RTS2 is not a required prerequisite for RTS3...

...But in order to benefit fully from the RTS3 Program, it is important that it not be the first time one has studied anatomy, physiology, physics, etc. because RTS3 Science 1 and 2 are fast-paced and detailed. If these are not strong subjects for you, then RTS2 is recommended prior to RTS3. It is also important that the student be well-versed in the broad spectrum of "traditional" strength, aerobic, and other exercise concepts, as well as current industry trends in order to have a baseline perspective of the industry and a starting point for advanced communication.

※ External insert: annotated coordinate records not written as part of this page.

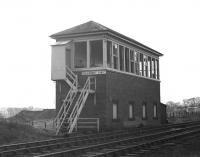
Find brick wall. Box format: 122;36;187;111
56;70;164;128
106;71;161;127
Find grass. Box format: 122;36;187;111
140;137;200;157
0;120;53;145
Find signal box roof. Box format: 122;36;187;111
50;21;163;56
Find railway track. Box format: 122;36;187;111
0;122;200;157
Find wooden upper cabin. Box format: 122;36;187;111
50;21;162;81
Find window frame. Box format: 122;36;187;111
128;102;135;121
142;102;147;120
112;100;119;122
153;103;158;119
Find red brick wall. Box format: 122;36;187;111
56;70;163;128
106;71;161;126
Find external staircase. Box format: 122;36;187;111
55;66;95;135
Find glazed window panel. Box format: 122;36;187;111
125;48;129;72
151;58;156;78
153;104;157;118
129;103;134;119
140;53;144;76
148;57;152;78
90;40;103;67
113;43;118;69
134;51;140;75
142;103;147;119
155;59;160;79
107;41;112;68
119;45;124;71
130;50;135;73
143;55;148;77
112;103;118;120
74;41;87;68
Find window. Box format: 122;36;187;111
112;103;118;120
74;41;87;68
134;51;140;75
140;53;144;76
148;57;152;77
90;40;103;67
142;103;147;119
107;41;112;68
155;59;160;79
143;55;148;77
125;48;129;72
113;44;118;69
128;103;134;120
119;45;124;71
130;50;135;73
153;104;157;118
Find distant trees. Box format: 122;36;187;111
166;97;200;113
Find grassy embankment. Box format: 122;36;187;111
0;120;53;145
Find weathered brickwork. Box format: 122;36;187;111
56;70;165;128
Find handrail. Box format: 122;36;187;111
55;89;77;134
67;77;90;133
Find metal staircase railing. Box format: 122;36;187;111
55;88;77;135
67;77;92;133
55;66;78;135
55;66;96;135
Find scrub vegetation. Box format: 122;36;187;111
0;120;53;145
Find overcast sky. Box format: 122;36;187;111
0;0;200;108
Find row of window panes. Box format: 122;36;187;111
74;40;103;68
112;103;157;120
107;41;159;79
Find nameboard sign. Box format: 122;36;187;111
81;70;106;75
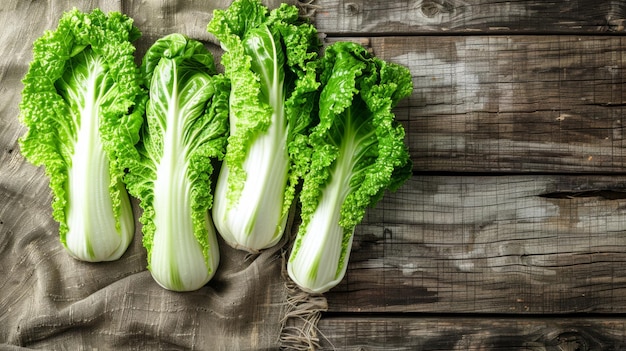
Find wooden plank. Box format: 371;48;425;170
328;36;626;173
326;176;626;313
318;316;626;351
315;0;626;35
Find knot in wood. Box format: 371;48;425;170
555;331;589;351
421;0;454;18
346;2;360;16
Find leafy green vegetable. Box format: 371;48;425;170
287;42;413;293
207;0;320;252
126;34;230;291
20;9;143;261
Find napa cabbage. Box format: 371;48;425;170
287;42;413;293
207;0;320;252
126;33;230;291
19;9;144;262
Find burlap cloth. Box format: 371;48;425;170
0;0;326;350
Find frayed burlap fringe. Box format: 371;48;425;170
280;262;328;351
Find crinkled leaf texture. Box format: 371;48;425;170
287;42;413;293
207;0;320;252
20;9;143;262
126;34;230;291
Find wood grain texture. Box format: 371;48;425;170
315;0;626;35
327;36;626;173
319;316;626;351
326;176;626;314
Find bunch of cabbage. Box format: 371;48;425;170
126;34;230;291
208;0;320;252
287;42;413;293
20;9;143;262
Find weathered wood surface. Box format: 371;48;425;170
327;36;626;173
315;0;626;35
327;176;626;314
320;316;626;351
315;0;626;351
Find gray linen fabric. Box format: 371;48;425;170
0;0;322;350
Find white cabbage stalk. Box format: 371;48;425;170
287;158;354;293
213;109;290;252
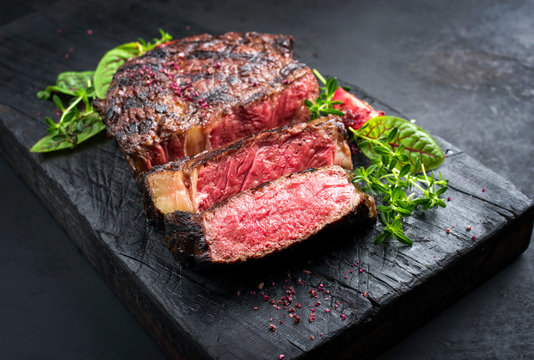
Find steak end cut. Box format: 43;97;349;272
98;32;318;177
165;165;376;263
141;118;352;226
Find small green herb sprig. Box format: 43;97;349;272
305;70;448;245
350;122;448;245
304;69;350;120
30;30;172;152
30;71;106;152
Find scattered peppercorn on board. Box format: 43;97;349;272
0;5;534;359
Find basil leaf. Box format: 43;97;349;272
77;113;106;144
30;111;106;152
30;134;74;152
56;71;95;92
94;42;141;99
353;116;445;171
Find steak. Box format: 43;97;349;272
165;165;376;263
142;118;352;225
97;32;318;177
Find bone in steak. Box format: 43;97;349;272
97;32;318;176
141;118;352;226
165;165;376;263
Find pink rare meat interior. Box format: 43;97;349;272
197;126;336;211
203;167;359;261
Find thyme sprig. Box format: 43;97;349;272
305;70;448;245
304;69;349;120
350;127;448;245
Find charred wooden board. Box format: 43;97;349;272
0;3;534;359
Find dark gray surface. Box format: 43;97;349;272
0;2;534;359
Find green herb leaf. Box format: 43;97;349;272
30;30;172;152
94;29;172;99
56;70;95;93
304;69;345;120
350;124;448;245
95;42;141;99
354;116;445;171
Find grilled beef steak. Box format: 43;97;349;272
165;165;376;263
142;118;352;225
98;32;318;176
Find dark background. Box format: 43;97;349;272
0;0;534;359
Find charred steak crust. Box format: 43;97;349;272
165;165;377;264
98;32;318;175
140;118;352;228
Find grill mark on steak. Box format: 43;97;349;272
99;33;318;175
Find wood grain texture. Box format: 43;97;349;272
0;1;534;359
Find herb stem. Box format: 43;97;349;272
59;96;82;124
313;69;326;85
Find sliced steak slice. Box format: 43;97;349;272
97;32;318;176
165;165;376;263
142;118;352;225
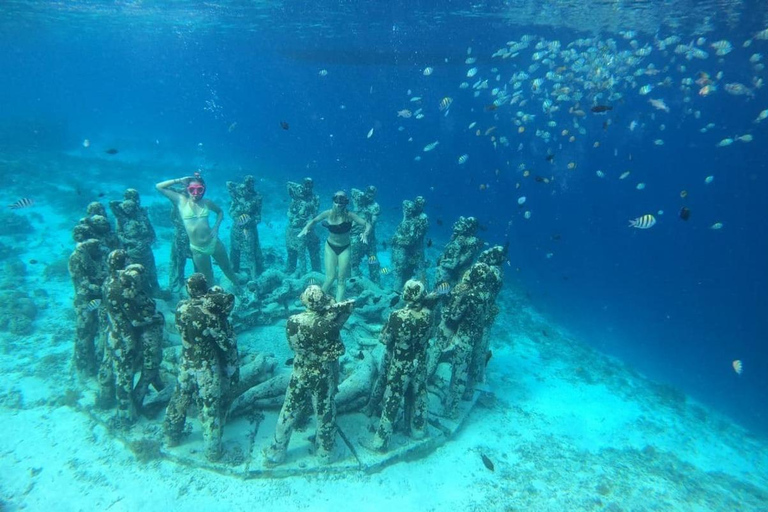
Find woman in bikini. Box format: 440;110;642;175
155;173;240;286
299;191;371;302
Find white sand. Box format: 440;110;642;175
0;162;768;512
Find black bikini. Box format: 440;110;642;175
323;220;352;235
325;240;349;256
323;220;352;256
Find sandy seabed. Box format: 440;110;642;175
0;153;768;512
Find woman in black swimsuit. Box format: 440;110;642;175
299;191;371;302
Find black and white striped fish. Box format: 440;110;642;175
8;197;35;210
629;213;656;229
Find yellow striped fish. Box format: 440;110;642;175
629;213;656;229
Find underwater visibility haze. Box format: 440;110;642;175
0;0;768;510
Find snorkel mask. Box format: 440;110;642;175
333;194;349;208
187;182;205;199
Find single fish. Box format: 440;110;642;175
589;105;613;114
8;197;35;210
629;213;656;229
480;453;495;471
648;98;669;112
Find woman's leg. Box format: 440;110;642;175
336;247;352;302
211;240;240;286
323;242;339;293
192;250;214;288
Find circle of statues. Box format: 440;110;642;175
69;175;507;467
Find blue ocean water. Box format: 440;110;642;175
0;1;768;435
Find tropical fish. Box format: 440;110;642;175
709;40;733;56
717;137;733;148
648;98;669;112
629;213;656;229
8;197;35;210
725;82;755;96
480;453;494;471
589;105;613;114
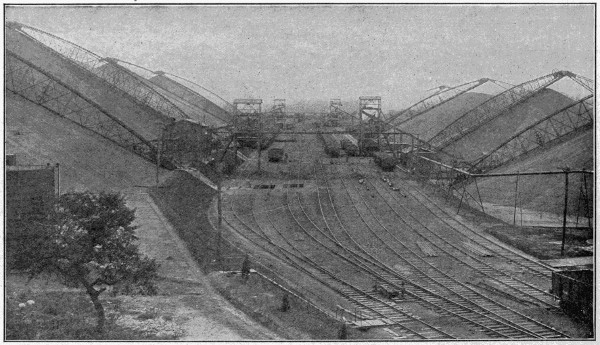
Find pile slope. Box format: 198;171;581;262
469;129;594;215
398;92;492;140
148;75;231;126
5;29;169;140
443;89;573;161
5;92;166;192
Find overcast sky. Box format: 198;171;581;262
5;5;595;110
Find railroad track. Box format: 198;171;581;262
226;134;454;339
219;127;566;339
384;168;554;279
308;157;565;338
343;168;559;310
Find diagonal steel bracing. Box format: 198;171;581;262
6;22;187;119
429;71;573;149
472;95;594;172
5;51;174;168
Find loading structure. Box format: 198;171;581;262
269;98;286;129
358;96;383;155
233;98;262;147
325;98;342;127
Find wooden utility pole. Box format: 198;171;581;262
513;171;523;225
256;115;262;173
216;165;223;270
560;168;570;256
156;132;165;187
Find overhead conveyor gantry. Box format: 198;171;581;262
429;71;589;150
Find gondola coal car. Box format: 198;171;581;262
373;152;398;171
319;133;341;158
340;134;359;156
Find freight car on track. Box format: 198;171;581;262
373;152;398;171
319;133;341;158
340;134;359;156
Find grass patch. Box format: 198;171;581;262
4;288;169;340
486;226;592;260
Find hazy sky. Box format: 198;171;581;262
5;5;595;110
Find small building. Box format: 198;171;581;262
545;257;594;327
5;160;58;221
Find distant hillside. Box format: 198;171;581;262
399;92;492;140
5;92;164;191
470;129;594;214
444;89;573;161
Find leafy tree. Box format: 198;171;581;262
20;192;158;333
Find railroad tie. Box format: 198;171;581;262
417;241;438;256
463;241;494;256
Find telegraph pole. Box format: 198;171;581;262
560;168;571;256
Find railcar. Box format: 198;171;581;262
373;152;398;171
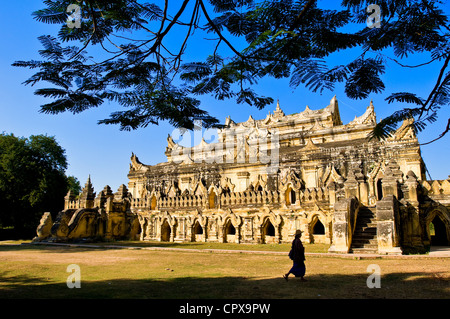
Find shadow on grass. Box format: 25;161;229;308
0;272;450;299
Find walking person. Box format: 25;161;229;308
283;230;306;281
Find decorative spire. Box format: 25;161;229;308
273;99;284;117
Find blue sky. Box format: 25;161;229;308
0;0;450;192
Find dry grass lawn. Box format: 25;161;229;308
0;245;450;299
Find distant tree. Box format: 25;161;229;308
0;133;71;235
14;0;450;142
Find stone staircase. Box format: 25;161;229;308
350;206;378;254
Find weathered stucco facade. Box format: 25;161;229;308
38;97;450;254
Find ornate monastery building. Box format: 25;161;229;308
36;97;450;254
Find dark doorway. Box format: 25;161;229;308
313;220;325;235
377;179;383;200
161;219;172;241
225;221;236;235
263;220;275;236
429;216;449;246
194;221;203;235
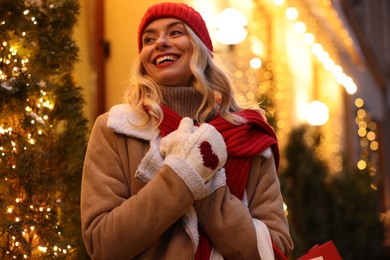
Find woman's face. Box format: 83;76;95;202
140;18;193;86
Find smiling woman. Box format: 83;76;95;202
140;18;193;86
81;3;293;259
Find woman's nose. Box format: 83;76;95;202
156;35;170;48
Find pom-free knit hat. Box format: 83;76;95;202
138;2;213;52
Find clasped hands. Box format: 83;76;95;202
160;117;227;183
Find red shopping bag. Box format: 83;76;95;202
297;241;342;260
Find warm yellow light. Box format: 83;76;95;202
294;22;306;34
303;33;315;45
214;7;248;45
274;0;284;5
358;128;367;137
249;58;262;70
305;100;329;126
311;43;324;56
367;131;376;141
286;7;298;20
355;98;364;107
357;160;367;170
370;141;379;151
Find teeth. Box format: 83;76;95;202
156;55;177;64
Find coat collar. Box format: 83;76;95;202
107;104;159;141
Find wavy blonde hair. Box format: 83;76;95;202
124;24;264;127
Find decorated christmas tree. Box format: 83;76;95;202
0;0;87;259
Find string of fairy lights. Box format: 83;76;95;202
0;4;72;259
273;0;379;178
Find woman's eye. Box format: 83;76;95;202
142;37;154;44
171;31;183;36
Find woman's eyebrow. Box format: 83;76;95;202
142;21;184;35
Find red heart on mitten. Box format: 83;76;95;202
199;141;219;170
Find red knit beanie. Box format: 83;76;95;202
138;2;213;52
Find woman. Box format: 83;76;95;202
81;3;292;259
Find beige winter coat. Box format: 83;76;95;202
81;105;293;260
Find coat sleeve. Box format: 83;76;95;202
196;151;293;259
81;116;194;259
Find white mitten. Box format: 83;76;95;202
160;117;227;183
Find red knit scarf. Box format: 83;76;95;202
160;105;279;260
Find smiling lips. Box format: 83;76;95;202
155;55;180;66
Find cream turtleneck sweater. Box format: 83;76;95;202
160;86;203;119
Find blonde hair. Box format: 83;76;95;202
124;24;264;126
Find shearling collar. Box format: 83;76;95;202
107;104;158;141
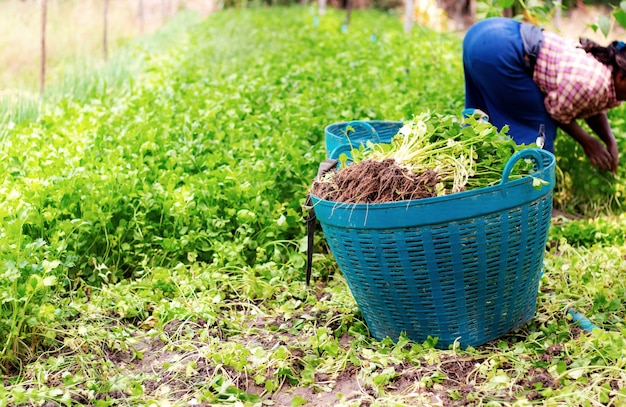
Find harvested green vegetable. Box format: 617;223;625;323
311;112;534;203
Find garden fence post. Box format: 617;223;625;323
39;0;48;98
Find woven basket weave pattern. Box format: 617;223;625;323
313;122;555;348
322;196;552;346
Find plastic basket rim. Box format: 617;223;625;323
311;149;556;210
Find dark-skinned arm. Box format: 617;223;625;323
559;113;619;172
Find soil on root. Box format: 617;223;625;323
311;159;439;203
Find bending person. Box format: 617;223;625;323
463;17;626;172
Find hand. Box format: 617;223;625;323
581;137;619;172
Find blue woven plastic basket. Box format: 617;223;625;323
312;149;555;348
324;120;403;158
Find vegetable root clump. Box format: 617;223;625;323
311;159;439;203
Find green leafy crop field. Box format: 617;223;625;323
0;7;626;407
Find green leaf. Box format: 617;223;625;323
598;15;611;37
613;8;626;28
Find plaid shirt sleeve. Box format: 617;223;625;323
533;32;620;123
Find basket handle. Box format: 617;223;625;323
500;148;545;185
346;120;380;143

RTS3 explores the following, both in general and specific to each region of the body:
  • The principles of biomechanics (the study of structure, motion, and forces and their effects on living systems)
  • The principles of exercise mechanics (such as advanced closed chain research, and calculating joint forces)
  • Principles of equipment mechanics (analysis, design, and adaptation)
  • Anatomy from a 3-D structure-force-function perspective (not just names)
  • Common anatomical idiosyncrasies and variations
  • Basic orthopedic assessment for joint health and integrity
  • Neuromuscular assessment via the MAT program
  • Movement patterns including functional integration and functional isolation
  • The realities of "stretching"
  • Strategic resistance application options and their effects via the tolerances of the associated structures
  • Risk-benefit analysis
  • Resisted range of motion progression, regression, and teaching strategies
  • Principles of Strategic Variation®

Topics of discussion also include:

  • Injury prevention
  • Rehab specifics (for PT's, DC's, ATC's only)
  • Post-rehab specifics
RTS - You decide where to start

You do not have to attend the basic RTS2 in order to attend RTS3. RTS3 is more in-depth and more advanced but also has much more time and often fewer students. RTS3 is designed to be as much discussion and exploration as presentation and even more individual hands-on time. Due to these factors, many students say that the RTS3 was easier than RTS2 (not to be confused with being simpler). RTS2 is, in fact, the best preparation for RTS3, but many students with the goal of achieving RTS3 actually decide to just start there, and if they put in the work, do very well.

Schedules for specific dates can be subject to change. Confirm daily schedules for specific course dates before making flight arrangements.